Thursday, December 9, 2010

SAW (3D)

“Commercial cinema is the totalitarian space par excellence.”—Raúl Ruiz


I would’ve been amazing under a regime—totally put-out, totally grumpy, almost never collaborating. Refusing to publish—as a point of honor. Who trusts art, anymore? Not us. It couldn’t stop Bush, he pretended it didn’t exist and poof. But have you heard the audio of the subjects (quite a few, apparently) who resisted in the Milgram experiment? The one guy’s voice, when he tells off the experimenter, has that unmistakable, all-too-familiar note in it: A Problem With Authority. The kind that rises up from the medulla oblongata and in an instant makes your throat go desert-dry.

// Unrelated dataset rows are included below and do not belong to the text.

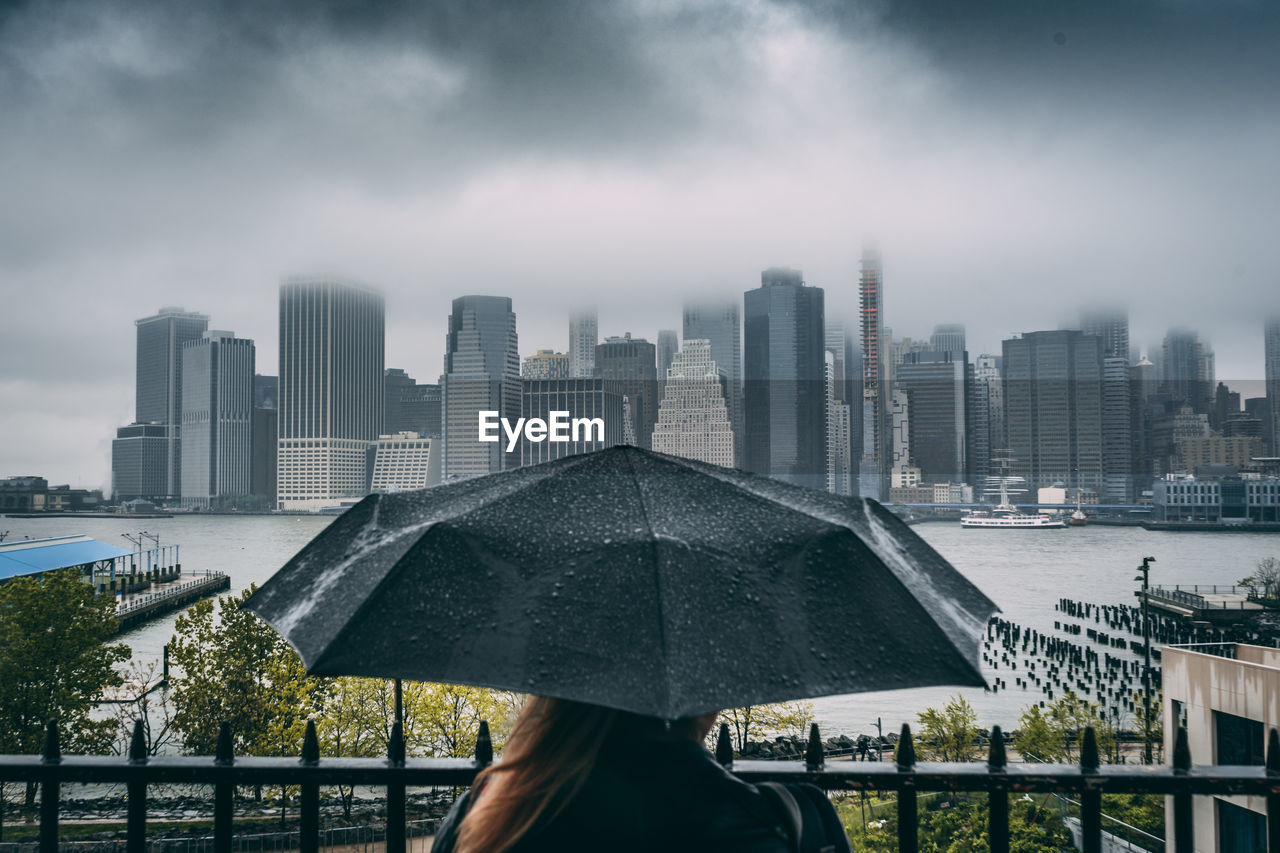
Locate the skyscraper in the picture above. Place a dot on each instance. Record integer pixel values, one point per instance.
(937, 392)
(693, 418)
(216, 420)
(481, 373)
(159, 388)
(785, 368)
(1054, 407)
(583, 338)
(632, 364)
(330, 407)
(872, 468)
(1271, 374)
(720, 323)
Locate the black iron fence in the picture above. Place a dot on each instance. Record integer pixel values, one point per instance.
(1084, 783)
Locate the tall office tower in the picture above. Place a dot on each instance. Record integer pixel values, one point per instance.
(216, 420)
(1054, 407)
(668, 345)
(332, 357)
(1271, 375)
(583, 338)
(949, 337)
(871, 470)
(693, 418)
(900, 433)
(632, 363)
(545, 364)
(785, 396)
(1118, 475)
(481, 373)
(937, 391)
(1184, 369)
(839, 451)
(1111, 324)
(721, 324)
(581, 398)
(159, 386)
(987, 377)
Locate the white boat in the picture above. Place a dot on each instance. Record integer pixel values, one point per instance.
(1005, 515)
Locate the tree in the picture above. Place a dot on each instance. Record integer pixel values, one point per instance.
(232, 666)
(777, 717)
(55, 664)
(951, 734)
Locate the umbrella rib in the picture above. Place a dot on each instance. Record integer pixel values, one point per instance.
(657, 576)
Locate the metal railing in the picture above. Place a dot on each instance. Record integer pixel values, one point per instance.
(904, 775)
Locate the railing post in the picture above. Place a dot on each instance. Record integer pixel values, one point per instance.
(908, 828)
(50, 790)
(309, 828)
(396, 792)
(1091, 798)
(136, 829)
(1272, 798)
(1183, 840)
(813, 753)
(725, 747)
(224, 792)
(997, 796)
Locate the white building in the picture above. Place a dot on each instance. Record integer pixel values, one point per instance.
(693, 418)
(406, 461)
(216, 419)
(332, 386)
(1228, 696)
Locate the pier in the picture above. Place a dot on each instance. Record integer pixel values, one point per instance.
(1205, 603)
(163, 598)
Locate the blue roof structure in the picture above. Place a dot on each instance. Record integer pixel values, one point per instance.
(33, 556)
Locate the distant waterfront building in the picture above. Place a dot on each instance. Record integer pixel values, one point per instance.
(583, 338)
(586, 398)
(481, 373)
(873, 466)
(158, 401)
(949, 337)
(545, 364)
(1271, 373)
(1054, 407)
(216, 420)
(632, 364)
(405, 461)
(721, 324)
(937, 389)
(330, 409)
(693, 418)
(786, 386)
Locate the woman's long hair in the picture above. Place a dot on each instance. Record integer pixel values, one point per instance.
(551, 752)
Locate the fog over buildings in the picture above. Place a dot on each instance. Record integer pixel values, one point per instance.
(1014, 163)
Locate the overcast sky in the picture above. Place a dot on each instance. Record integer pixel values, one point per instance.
(1013, 162)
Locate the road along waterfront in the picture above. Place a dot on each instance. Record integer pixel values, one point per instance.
(1024, 573)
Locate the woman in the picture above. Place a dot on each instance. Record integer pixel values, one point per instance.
(579, 776)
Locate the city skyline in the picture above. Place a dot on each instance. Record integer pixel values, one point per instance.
(1011, 163)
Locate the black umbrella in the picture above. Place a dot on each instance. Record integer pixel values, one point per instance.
(632, 580)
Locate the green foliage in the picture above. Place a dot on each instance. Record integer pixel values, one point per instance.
(54, 662)
(763, 720)
(955, 826)
(233, 666)
(950, 734)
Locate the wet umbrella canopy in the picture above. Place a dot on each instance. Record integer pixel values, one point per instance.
(632, 580)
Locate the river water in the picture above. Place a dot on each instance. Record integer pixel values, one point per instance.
(1024, 571)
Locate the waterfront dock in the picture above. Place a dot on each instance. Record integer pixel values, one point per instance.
(1205, 603)
(163, 598)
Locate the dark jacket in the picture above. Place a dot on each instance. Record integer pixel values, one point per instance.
(662, 796)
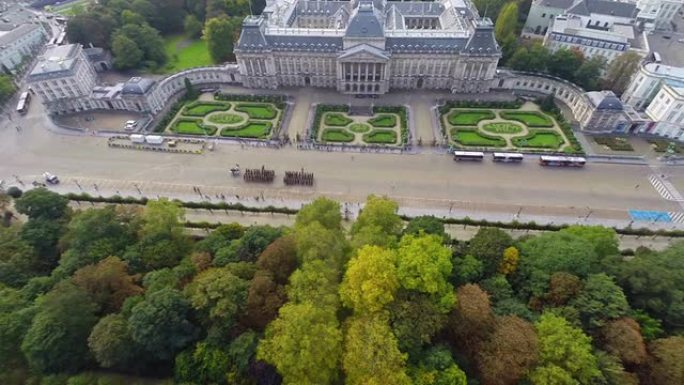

Seventh film in the famous torture series and, one imagines, by its mind-blowing quality, without however having seen the others, the best. If Buster Keaton had made In the Penal Colony. A string of scenarios—as in old serials, or porn, or the literature of Christian comeuppance—played out by soap stars and Law and Order plaintiffs and a puffy Cary Elwes. A woman quartered by a spike on train rails. A woman who tells lies caught in a trap the key to which is attached by thread to a fishhook in her stomach, and the dude has to pull both key and hook out and if she screams a decibel-meter will advance four spikes into her throat. She screams. Later he must extract two of his own molars to find a lock combination that’s been etched on the teeth in his drugged sleep. His sin: he faked being a survivor. How we wish to be modern, i.e. cut up. And the pun is all too apt: we are split apart by what we “saw,” our complicity of vision means that we, too, are bound for a contraption, and the trap is: this, the 3-D space in which we are, by this spectacle, pierced. Come to think of it, the first time I ever even realized there were three dimensions was when I got that screensaver that ceaselessly builds the pipe, and pipe is the crude, endlessly available, and fundamental technology from which most of the evil stuff in this movie is built. Almost everyone at this Saturday show appears to be on a grim but weirdly giddy date.